17 even-strength goals
Nobody’s hotter than Eichel right now, and it’s helped the Sabres star score more even-strength goals than anyone else. Draisaitl, Boston’s Brad Marchand and Washington’s Jakub Vrana are tied for second with 15 even-strength goals.

13 rookie goals
The Sabres’ second-best scorer this season isn’t Jeff Skinner or Sam Reinhart, it’s Victor Olofsson, the 24-year-old left winger whose 13 goals in 33 games are enough to lead all NHL rookies. By quite a healthy margin, in fact: Chicago winger Dominik Kubalik and Colorado defenseman Cale Makar are tied for second with eight goals apiece. Olofsson’s total includes seven power-play tallies, well ahead of second-place Jack Hughes, who counts three PP goals among his four scores in 27 games.

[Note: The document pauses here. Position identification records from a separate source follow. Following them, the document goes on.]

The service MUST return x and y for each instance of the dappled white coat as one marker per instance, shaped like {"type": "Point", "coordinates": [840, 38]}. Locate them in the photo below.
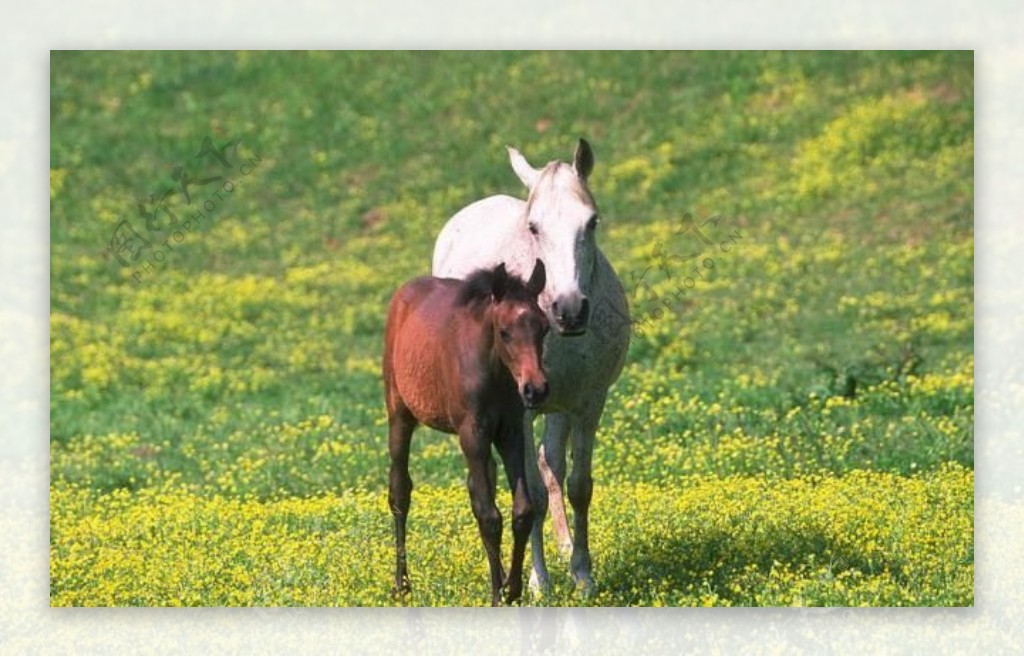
{"type": "Point", "coordinates": [557, 224]}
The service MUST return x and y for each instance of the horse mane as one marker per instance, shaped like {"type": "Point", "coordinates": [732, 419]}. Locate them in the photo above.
{"type": "Point", "coordinates": [476, 289]}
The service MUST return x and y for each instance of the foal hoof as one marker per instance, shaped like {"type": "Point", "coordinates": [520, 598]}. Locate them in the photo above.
{"type": "Point", "coordinates": [400, 590]}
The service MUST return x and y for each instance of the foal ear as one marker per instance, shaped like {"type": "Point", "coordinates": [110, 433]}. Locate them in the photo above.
{"type": "Point", "coordinates": [499, 283]}
{"type": "Point", "coordinates": [537, 279]}
{"type": "Point", "coordinates": [583, 160]}
{"type": "Point", "coordinates": [526, 173]}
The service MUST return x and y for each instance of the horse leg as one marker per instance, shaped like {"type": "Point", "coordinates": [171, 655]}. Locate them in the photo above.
{"type": "Point", "coordinates": [540, 581]}
{"type": "Point", "coordinates": [488, 519]}
{"type": "Point", "coordinates": [400, 426]}
{"type": "Point", "coordinates": [511, 448]}
{"type": "Point", "coordinates": [581, 488]}
{"type": "Point", "coordinates": [551, 463]}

It’s interesting to note, however, that Olofsson isn’t the highest-scoring seventh-round pick from the 2014 NHL draft – that honor belongs to Anaheim’s Ondrej Kase, who has 39 career goals compared to 15 for Olofsson (including two last season).

12 defenseman goals
Washington’s John Carlson is the runaway leader in points by defensemen, but his position atop the ‘D’ goal-scoring chart is much more tenuous. Carlson paces all blueliners with 12 goals, with Carolina’s Dougie Hamilton (11) and Montreal’s Shea Weber (10) in close pursuit.

10 goals
Pierre-Luc Dubois leads Columbus with 10 goals in 31 games, the lowest team-leading total in the league. Five other teams are led by a player with 11 goals: Anaheim (Jacob Silfverberg), Dallas (Roope Hintz), Los Angeles (Anze Kopitar), New Jersey (Kyle Palmieri) and Philadelphia (Travis Konecny, Oskar Lindblom). In case you’re wondering, Artemi Panarin leads the Rangers with 18 goals, which is tied for eighth in the league.

6.02 goals per game
Through 500 games of the NHL’s 1,271-game schedule – about 40 percent – the league is averaging 6.02 goals per game, exactly the same as last season. The 2018-19 campaign was the first time the NHL crested six goals per game since the post-lockout 2005-06 season (6.16 goals per game). Prior to that, the last time the NHL saw six-plus goals per game was 1995-96 (6.28). Keep the red light burning bright.

5 game-winning goals
As mentioned, Pastrnak is tied for the NHL lead with five game-winners. But we didn’t mention who he’s tied with: Carlson and Draisaitl, as well as L.A.’s Jeff Carter, Anaheim’s Ryan Getzlaf and St. Louis’ David Perron. The veterans coming through in the clutch. Perron’s five game-winners include three overtime tallies, tied with the Islanders’ Brock Nelson for the most in the league.

3.66 goals per game
The Avalanche offense is pumping in 3.66 goals per game, the most in the league. That’s impressive, and even more so when you consider that first-liners Mikko Rantanen and Gabriel Landeskog only recently returned to action after missing 15 games apiece. MacKinnon (20 goals) has been capably assisted by Avs newcomers Joonas Donskoi (13), Andre Burakovsky (12), Nazem Kadri (10) and Makar (8). Tampa Bay (3.57) and Washington (3.55) are keeping it close to Colorado, while last-place Detroit (2.18) is not.

3 shorthanded goals
Shorthanded goals: they don’t happen often, but they’re oh-so-sweet when they do. Carolina’s Sebastian Aho and Ottawa’s surprising Jean-Gabriel Pageau are tied for the league lead in shorties with three apiece. While it’s not surprising to witness Pageau’s shorthanded acumen – he led the NHL with seven shorthanded goals in 2015-16 – it is somewhat shocking to see his name among the league’s goal leaders, as he sits 12th overall with 16 in 32 games. It’s safe to say his career high of 19 is in jeopardy. Aho, meanwhile, is tied for eighth in goals with 18, but a few of them have come the easy way – he leads the NHL with four empty-netters.